Whether it is to reassure your beloved ones that you are doing well, to comfort those who are alone at home, or just to enjoy a casual video chat with a friend, a relative or a colleague, the system is doing wonders. Some 15 years ago – about the time Facebook was launched — the social media, and all means of virtual communication on the web in general, were criticised for they would let you talk to and befriend someone at the other end of the world but at the same time ignore your next-door neighbour. This is not true anymore, at least not in this very situation we are living and that no one really saw coming.

With the strict confinement instructions, today you would use Facetime or Messenger to video-talk even to your next-door neighbour, or even your relative living in the same building, just to obey the new social distancing rules! The system that was criticised a few years ago is now thanked and praised. What a twist of fate!
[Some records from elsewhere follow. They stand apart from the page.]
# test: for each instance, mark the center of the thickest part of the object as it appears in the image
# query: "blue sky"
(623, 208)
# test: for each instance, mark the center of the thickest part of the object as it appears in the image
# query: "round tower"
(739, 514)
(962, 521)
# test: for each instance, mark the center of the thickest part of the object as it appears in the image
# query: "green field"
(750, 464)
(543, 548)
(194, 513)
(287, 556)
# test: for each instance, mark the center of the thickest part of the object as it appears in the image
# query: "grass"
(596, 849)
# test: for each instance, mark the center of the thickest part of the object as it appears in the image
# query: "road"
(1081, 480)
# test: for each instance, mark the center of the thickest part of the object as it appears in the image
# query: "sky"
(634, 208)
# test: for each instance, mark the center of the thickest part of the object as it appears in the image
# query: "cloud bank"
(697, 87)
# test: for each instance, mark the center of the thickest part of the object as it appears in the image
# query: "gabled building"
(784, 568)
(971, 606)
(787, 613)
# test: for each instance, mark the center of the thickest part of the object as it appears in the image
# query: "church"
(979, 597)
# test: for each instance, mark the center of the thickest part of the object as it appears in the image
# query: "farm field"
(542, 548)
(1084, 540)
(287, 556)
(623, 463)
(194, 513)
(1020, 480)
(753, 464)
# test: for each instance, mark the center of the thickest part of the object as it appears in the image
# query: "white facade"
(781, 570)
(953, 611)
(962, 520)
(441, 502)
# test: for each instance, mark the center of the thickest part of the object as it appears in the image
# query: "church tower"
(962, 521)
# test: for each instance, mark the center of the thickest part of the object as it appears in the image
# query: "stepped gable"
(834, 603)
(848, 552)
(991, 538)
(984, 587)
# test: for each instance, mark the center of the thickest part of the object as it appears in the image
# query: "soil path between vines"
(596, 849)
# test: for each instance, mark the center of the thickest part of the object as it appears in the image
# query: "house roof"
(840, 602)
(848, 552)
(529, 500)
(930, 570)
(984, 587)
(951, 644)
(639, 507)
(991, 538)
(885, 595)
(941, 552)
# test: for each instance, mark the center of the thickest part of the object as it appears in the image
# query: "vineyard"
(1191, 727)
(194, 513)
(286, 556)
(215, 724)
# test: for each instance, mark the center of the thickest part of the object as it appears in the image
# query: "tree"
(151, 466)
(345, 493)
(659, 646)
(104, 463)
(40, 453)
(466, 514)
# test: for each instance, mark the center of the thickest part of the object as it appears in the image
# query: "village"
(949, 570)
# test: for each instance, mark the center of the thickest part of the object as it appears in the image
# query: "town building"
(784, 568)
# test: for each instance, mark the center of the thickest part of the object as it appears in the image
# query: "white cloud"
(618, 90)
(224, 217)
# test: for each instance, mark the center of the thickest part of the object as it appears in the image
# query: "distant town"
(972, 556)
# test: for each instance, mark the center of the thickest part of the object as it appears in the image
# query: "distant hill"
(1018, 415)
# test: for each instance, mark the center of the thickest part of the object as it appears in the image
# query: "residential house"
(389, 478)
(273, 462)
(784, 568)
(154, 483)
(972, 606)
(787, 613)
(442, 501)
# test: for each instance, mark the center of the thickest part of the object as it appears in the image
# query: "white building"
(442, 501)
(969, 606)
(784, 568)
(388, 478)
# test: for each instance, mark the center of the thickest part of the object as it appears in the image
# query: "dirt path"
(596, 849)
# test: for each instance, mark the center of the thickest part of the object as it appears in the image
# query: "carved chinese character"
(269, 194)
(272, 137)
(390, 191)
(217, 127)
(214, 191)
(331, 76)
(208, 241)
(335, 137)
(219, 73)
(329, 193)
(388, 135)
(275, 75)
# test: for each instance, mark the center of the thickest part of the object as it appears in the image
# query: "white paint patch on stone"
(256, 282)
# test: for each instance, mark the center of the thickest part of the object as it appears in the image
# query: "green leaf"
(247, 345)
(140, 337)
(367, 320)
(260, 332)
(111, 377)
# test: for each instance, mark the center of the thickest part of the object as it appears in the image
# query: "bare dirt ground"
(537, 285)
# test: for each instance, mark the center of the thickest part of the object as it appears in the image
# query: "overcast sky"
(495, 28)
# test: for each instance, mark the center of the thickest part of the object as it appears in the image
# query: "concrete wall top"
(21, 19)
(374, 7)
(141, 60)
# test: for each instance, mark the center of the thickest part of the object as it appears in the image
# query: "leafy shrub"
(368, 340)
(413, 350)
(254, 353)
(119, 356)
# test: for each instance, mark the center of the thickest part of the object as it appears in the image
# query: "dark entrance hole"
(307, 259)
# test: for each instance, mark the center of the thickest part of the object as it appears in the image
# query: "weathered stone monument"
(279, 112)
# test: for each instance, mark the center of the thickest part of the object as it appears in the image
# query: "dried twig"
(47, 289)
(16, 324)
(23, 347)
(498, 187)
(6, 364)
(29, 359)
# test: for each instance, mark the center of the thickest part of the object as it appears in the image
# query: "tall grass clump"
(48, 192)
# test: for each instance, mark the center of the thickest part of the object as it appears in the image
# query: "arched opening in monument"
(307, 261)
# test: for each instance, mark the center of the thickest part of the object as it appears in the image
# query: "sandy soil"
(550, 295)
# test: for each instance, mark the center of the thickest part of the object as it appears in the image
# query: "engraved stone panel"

There were news earlier this week that some “adjustment” perhaps should be made, so as to avoid congesting the global traffic on the web, given all the above. There were hints or suggestions that Netflix for example could reduce the quality of its film streaming, or that video calls of all kinds, whether those that take place as one-on-one or those involving true videoconferencing with several people participating, should follow some prioritisation.

Apart from the almost impossible implementation of such restrictive measures, there does not seem to be a real need for that at this point in time – until further development at least. It is interesting, in this matter, to remember that WhatsApp for one, has long had an automatic compression system for all audiovisual contents that travel over its network, precisely to reduce bandwidth usage.

Photos exchanged on WhatsApp are systematically compressed, and therefore lose some of their original quality and definition, but they save bandwidth and network usage. Users of the service have often complained about this and asked to have the option not to compress. The request was never answered. Today more than ever, it clearly appears that this automatic compression of photos was a smart move, as it allows WhatsApp to keep flowing smoothly, despite the excessive load it is experiencing.

So while we wait for the virus crisis to end, let’s enjoy all kinds of social media unconstrained and without any feeling of guilt.